今回、私が試乗したのは新型「レヴォーグ」。高速道路上では120㎞/h以下ならば全車速追従クルーズコントロールが作動し、ハンドル、アクセル、ブレーキをアシストします。認識の状態は先行車のみを認識、車線を認識しつつ先行車も認識、車線のみを認識する3つのパターンでメーター内のマルチインフォメーションディスプレイに表示されます。つまり、車線と先行車の両方をカメラで見て、制御されているのです。

とはいえ、気になるのは実際に首都高を走ってどうかということだと思いますが、コーナーでは思うより頻繁にアシスト解除はされます。だいたい200Rが目安ではあるようですが、速さとコーナーのRの大きさのバランスというかGのかかり具合が関係するようなので一概には言えないようです。小さなコーナーが多い首都高は少し苦手なのかも。

また、首都高は本線に合流までのアプローチが短く、合流する車両が結構な勢いで飛び込まねばならないということもありますが、今回、芝公園から首都高へ合流した後で、追い越し車線から走行車線を走っている私の前に入ろうと加速してきたトラックがいました。しかし私の前はちょうど空いたときで、システムは読めなかったのか、クルマが加速してしまうというシーンが。

もちろんブレーキを踏んでシステムを解除したので問題はありませんでしたが、私のように「こういう場合は危険かも」と予測して準備していたならともかく、不意にそうなった場合はこれはっちょっと怖いかも。隣に乗っていた担当者の方も、「こういう部分はまだちょっと弱いんです」と言っていたので、今後の課題のひとつかもしれません。

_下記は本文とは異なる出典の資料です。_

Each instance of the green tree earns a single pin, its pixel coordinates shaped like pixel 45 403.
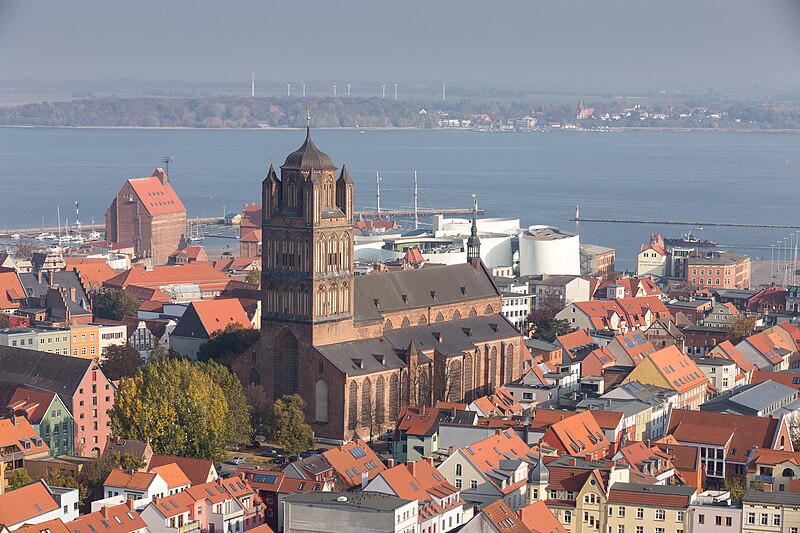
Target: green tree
pixel 18 478
pixel 176 406
pixel 286 425
pixel 226 344
pixel 253 276
pixel 238 418
pixel 259 407
pixel 121 361
pixel 739 329
pixel 116 304
pixel 550 328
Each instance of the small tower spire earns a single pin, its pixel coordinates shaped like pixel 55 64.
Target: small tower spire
pixel 474 242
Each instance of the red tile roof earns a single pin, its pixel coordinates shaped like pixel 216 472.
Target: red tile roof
pixel 539 519
pixel 51 526
pixel 11 290
pixel 678 369
pixel 26 503
pixel 351 460
pixel 197 470
pixel 157 197
pixel 19 434
pixel 790 379
pixel 129 480
pixel 503 518
pixel 117 519
pixel 172 474
pixel 578 435
pixel 738 433
pixel 33 402
pixel 216 315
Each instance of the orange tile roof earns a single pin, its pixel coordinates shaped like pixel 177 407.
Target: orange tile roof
pixel 157 198
pixel 93 275
pixel 351 460
pixel 577 435
pixel 129 480
pixel 487 456
pixel 200 273
pixel 739 433
pixel 728 350
pixel 216 315
pixel 678 369
pixel 790 379
pixel 33 402
pixel 117 519
pixel 26 503
pixel 172 474
pixel 11 290
pixel 197 470
pixel 503 518
pixel 51 526
pixel 539 519
pixel 18 434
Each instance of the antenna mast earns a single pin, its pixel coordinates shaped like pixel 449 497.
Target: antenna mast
pixel 378 193
pixel 416 194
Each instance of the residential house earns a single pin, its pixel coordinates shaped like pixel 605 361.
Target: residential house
pixel 726 441
pixel 36 503
pixel 766 399
pixel 141 487
pixel 713 511
pixel 770 512
pixel 578 435
pixel 440 505
pixel 199 471
pixel 664 332
pixel 767 351
pixel 355 464
pixel 494 468
pixel 722 373
pixel 670 369
pixel 202 319
pixel 774 469
pixel 49 417
pixel 636 505
pixel 18 442
pixel 335 512
pixel 116 519
pixel 274 487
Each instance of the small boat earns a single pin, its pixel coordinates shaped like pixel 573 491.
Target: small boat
pixel 690 240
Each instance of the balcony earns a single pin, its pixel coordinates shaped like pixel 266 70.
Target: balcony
pixel 188 527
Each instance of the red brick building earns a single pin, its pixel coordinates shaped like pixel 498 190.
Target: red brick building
pixel 147 214
pixel 358 348
pixel 79 382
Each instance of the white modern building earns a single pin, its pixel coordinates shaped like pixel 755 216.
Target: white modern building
pixel 546 250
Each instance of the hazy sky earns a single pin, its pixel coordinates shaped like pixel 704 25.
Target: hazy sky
pixel 567 43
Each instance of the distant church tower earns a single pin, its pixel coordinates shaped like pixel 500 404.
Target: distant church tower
pixel 307 258
pixel 474 242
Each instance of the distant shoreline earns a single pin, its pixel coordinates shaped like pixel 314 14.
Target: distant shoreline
pixel 412 128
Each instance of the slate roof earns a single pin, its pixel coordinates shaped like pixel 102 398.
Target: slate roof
pixel 308 156
pixel 42 370
pixel 449 285
pixel 366 356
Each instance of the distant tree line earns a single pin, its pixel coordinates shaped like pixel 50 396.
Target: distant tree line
pixel 240 112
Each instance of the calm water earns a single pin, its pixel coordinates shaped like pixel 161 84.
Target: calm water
pixel 538 178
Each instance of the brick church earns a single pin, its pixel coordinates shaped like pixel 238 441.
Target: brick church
pixel 359 348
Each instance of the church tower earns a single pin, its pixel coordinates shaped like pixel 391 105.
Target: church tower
pixel 307 265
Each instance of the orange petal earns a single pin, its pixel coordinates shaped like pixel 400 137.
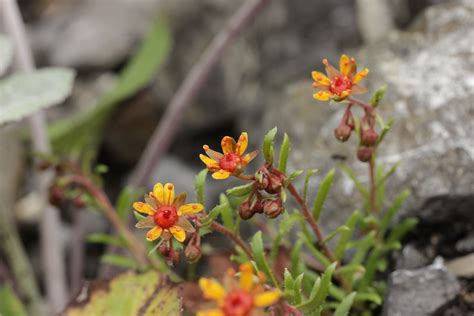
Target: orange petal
pixel 147 222
pixel 249 157
pixel 221 174
pixel 345 65
pixel 191 208
pixel 154 233
pixel 330 70
pixel 144 208
pixel 321 79
pixel 158 193
pixel 168 194
pixel 361 75
pixel 322 95
pixel 210 163
pixel 228 145
pixel 212 153
pixel 242 143
pixel 246 277
pixel 178 233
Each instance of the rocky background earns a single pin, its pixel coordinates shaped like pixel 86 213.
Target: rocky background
pixel 422 49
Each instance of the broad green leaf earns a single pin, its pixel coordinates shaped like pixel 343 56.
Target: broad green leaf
pixel 6 54
pixel 125 200
pixel 106 239
pixel 199 185
pixel 309 174
pixel 258 253
pixel 84 127
pixel 323 193
pixel 23 94
pixel 392 210
pixel 10 305
pixel 267 148
pixel 323 291
pixel 378 96
pixel 119 261
pixel 128 294
pixel 241 190
pixel 345 306
pixel 346 235
pixel 284 151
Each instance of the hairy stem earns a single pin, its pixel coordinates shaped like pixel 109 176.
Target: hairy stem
pixel 236 239
pixel 52 252
pixel 163 134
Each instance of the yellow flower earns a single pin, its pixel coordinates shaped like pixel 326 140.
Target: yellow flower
pixel 232 161
pixel 166 213
pixel 243 298
pixel 338 85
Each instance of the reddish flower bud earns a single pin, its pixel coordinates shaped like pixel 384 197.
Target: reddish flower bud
pixel 365 153
pixel 369 137
pixel 192 253
pixel 272 207
pixel 343 132
pixel 245 211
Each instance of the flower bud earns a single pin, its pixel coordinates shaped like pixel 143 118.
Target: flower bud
pixel 192 253
pixel 245 211
pixel 365 153
pixel 343 132
pixel 272 207
pixel 369 137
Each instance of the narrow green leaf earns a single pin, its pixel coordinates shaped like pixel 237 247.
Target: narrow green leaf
pixel 102 238
pixel 323 193
pixel 378 96
pixel 258 253
pixel 199 185
pixel 284 151
pixel 345 306
pixel 242 190
pixel 267 148
pixel 309 174
pixel 346 235
pixel 392 210
pixel 119 261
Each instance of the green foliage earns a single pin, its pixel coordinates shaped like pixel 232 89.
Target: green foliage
pixel 129 294
pixel 323 193
pixel 23 94
pixel 83 128
pixel 267 147
pixel 10 305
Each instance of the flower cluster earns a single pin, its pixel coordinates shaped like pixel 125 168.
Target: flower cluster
pixel 338 85
pixel 232 161
pixel 245 297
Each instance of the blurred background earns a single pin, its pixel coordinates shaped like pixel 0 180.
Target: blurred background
pixel 423 51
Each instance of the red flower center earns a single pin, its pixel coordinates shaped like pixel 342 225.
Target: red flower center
pixel 229 162
pixel 238 303
pixel 340 84
pixel 166 216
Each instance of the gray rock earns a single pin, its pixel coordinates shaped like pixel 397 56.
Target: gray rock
pixel 430 77
pixel 92 33
pixel 411 258
pixel 420 292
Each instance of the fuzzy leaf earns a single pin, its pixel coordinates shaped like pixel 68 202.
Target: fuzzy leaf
pixel 23 94
pixel 6 54
pixel 267 148
pixel 128 294
pixel 345 306
pixel 284 151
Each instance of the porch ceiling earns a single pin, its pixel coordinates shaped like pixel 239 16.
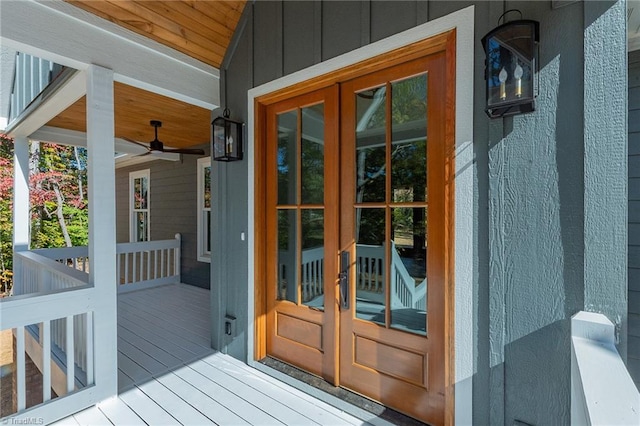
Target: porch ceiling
pixel 183 125
pixel 199 29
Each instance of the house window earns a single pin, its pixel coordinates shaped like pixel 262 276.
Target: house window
pixel 139 206
pixel 204 209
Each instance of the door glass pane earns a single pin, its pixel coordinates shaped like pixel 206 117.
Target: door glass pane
pixel 287 157
pixel 409 139
pixel 287 250
pixel 312 268
pixel 409 270
pixel 312 155
pixel 370 265
pixel 370 145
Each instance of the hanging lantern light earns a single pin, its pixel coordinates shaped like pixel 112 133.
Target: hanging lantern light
pixel 511 66
pixel 227 138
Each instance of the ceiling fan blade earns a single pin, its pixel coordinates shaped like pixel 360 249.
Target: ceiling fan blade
pixel 194 151
pixel 136 143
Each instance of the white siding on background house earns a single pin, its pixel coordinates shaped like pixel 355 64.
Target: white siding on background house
pixel 173 209
pixel 633 354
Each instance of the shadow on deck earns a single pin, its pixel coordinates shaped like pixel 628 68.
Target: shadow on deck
pixel 168 374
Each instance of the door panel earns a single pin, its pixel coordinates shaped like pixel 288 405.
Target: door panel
pixel 392 221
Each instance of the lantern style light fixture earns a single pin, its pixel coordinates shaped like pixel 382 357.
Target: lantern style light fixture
pixel 511 67
pixel 227 138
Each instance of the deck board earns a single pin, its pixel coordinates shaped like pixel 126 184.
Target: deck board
pixel 119 413
pixel 168 374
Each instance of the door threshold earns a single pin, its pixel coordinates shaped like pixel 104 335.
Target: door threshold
pixel 344 399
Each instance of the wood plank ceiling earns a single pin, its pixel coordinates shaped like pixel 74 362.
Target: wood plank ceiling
pixel 197 28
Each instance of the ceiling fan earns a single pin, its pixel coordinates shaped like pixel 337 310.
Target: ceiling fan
pixel 157 146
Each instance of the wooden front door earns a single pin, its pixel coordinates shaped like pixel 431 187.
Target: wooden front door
pixel 393 231
pixel 357 231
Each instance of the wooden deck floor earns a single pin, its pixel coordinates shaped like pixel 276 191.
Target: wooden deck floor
pixel 168 374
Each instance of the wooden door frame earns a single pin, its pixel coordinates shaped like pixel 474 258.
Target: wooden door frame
pixel 455 30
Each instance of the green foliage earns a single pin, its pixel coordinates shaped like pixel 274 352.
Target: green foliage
pixel 57 168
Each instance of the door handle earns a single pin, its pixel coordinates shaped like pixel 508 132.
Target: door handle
pixel 344 280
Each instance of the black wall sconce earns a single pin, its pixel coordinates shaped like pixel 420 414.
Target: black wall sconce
pixel 511 67
pixel 227 138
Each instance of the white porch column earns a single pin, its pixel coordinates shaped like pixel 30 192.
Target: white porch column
pixel 102 224
pixel 21 219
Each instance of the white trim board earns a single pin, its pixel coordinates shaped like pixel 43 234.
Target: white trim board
pixel 67 35
pixel 463 22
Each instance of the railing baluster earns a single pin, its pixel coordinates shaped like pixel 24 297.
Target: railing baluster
pixel 70 358
pixel 118 268
pixel 126 268
pixel 155 264
pixel 162 255
pixel 89 343
pixel 46 361
pixel 148 262
pixel 21 373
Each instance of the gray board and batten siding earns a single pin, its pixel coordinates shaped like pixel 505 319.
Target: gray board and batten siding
pixel 545 185
pixel 173 209
pixel 633 354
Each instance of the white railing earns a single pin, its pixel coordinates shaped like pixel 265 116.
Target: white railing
pixel 56 316
pixel 147 264
pixel 75 257
pixel 405 293
pixel 139 265
pixel 41 275
pixel 369 277
pixel 312 281
pixel 370 272
pixel 61 345
pixel 602 391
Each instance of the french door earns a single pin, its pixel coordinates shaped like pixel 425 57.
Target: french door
pixel 357 227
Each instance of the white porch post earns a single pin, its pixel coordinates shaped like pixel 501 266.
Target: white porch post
pixel 102 224
pixel 21 219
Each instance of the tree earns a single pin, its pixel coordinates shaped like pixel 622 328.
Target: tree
pixel 59 215
pixel 6 206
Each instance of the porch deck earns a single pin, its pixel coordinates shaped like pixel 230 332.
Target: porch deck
pixel 168 374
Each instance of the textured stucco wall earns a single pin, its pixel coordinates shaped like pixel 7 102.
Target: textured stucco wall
pixel 546 245
pixel 605 163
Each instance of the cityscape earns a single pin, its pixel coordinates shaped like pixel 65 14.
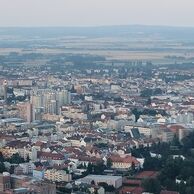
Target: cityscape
pixel 103 109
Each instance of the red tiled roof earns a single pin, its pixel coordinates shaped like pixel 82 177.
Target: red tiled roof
pixel 146 174
pixel 134 190
pixel 127 159
pixel 48 155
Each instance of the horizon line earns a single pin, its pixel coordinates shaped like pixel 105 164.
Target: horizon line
pixel 95 26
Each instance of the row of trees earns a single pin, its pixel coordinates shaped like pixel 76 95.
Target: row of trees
pixel 171 169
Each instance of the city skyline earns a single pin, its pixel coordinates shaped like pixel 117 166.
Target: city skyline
pixel 95 13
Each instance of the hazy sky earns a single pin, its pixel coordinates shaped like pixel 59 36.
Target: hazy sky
pixel 96 12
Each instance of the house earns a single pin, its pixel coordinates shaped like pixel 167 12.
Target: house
pixel 124 161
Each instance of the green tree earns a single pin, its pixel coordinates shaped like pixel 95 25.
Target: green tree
pixel 2 167
pixel 151 185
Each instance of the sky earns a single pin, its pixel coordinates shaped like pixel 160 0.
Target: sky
pixel 96 12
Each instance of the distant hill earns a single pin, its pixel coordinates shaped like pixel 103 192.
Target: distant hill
pixel 131 31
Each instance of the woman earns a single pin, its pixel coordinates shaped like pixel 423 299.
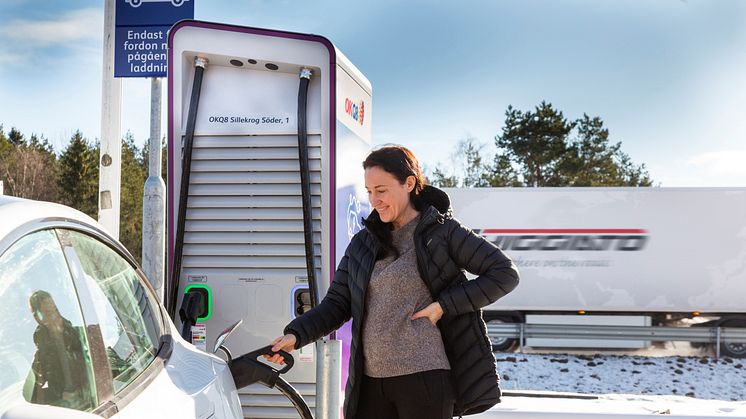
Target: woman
pixel 419 345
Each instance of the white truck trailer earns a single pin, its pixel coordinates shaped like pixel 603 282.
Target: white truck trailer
pixel 615 256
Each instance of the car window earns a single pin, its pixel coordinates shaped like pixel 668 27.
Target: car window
pixel 45 356
pixel 128 320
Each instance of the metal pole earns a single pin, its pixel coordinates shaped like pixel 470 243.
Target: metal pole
pixel 154 202
pixel 110 162
pixel 329 378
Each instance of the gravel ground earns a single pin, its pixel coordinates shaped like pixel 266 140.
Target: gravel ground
pixel 701 377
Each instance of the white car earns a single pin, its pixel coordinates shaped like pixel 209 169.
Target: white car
pixel 82 333
pixel 137 3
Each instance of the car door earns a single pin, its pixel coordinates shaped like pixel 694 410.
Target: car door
pixel 45 351
pixel 152 374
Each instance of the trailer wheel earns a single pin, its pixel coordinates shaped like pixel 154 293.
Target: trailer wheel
pixel 502 344
pixel 733 349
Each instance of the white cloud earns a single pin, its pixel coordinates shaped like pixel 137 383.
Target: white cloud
pixel 713 168
pixel 77 25
pixel 722 163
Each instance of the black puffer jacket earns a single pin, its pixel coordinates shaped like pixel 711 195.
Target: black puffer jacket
pixel 445 249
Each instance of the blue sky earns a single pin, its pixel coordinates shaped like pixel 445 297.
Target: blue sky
pixel 668 77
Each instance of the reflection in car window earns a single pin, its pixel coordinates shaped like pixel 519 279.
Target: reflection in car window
pixel 45 353
pixel 128 321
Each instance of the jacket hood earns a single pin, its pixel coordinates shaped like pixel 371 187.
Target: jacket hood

しかし完全停止した後も、3秒以内ならば自動発進し、再発進させるにはハンドル内にあるスイッチを押すか、あるいはアクセルを踏むことで再発進が可能。しかも破線の認識はかなり高いし、道路の継ぎ目などでも穏やかな入力で、あまり音や振動が気にならないほど静かさアップ。スタアリングの右側にあるスイッチ操作も、初めて使った人でも触っているうちに慣れてくる簡単な操作なのは嬉しい。

まだ「100%ぶつからないクルマ」ではありませんが、また一歩、進化したのは確か。

2020年にはアイサイトはさらに進化し、ステレオカメラにミニマムなデバイスを入れて自動車線変更機能などを実現するとのことです。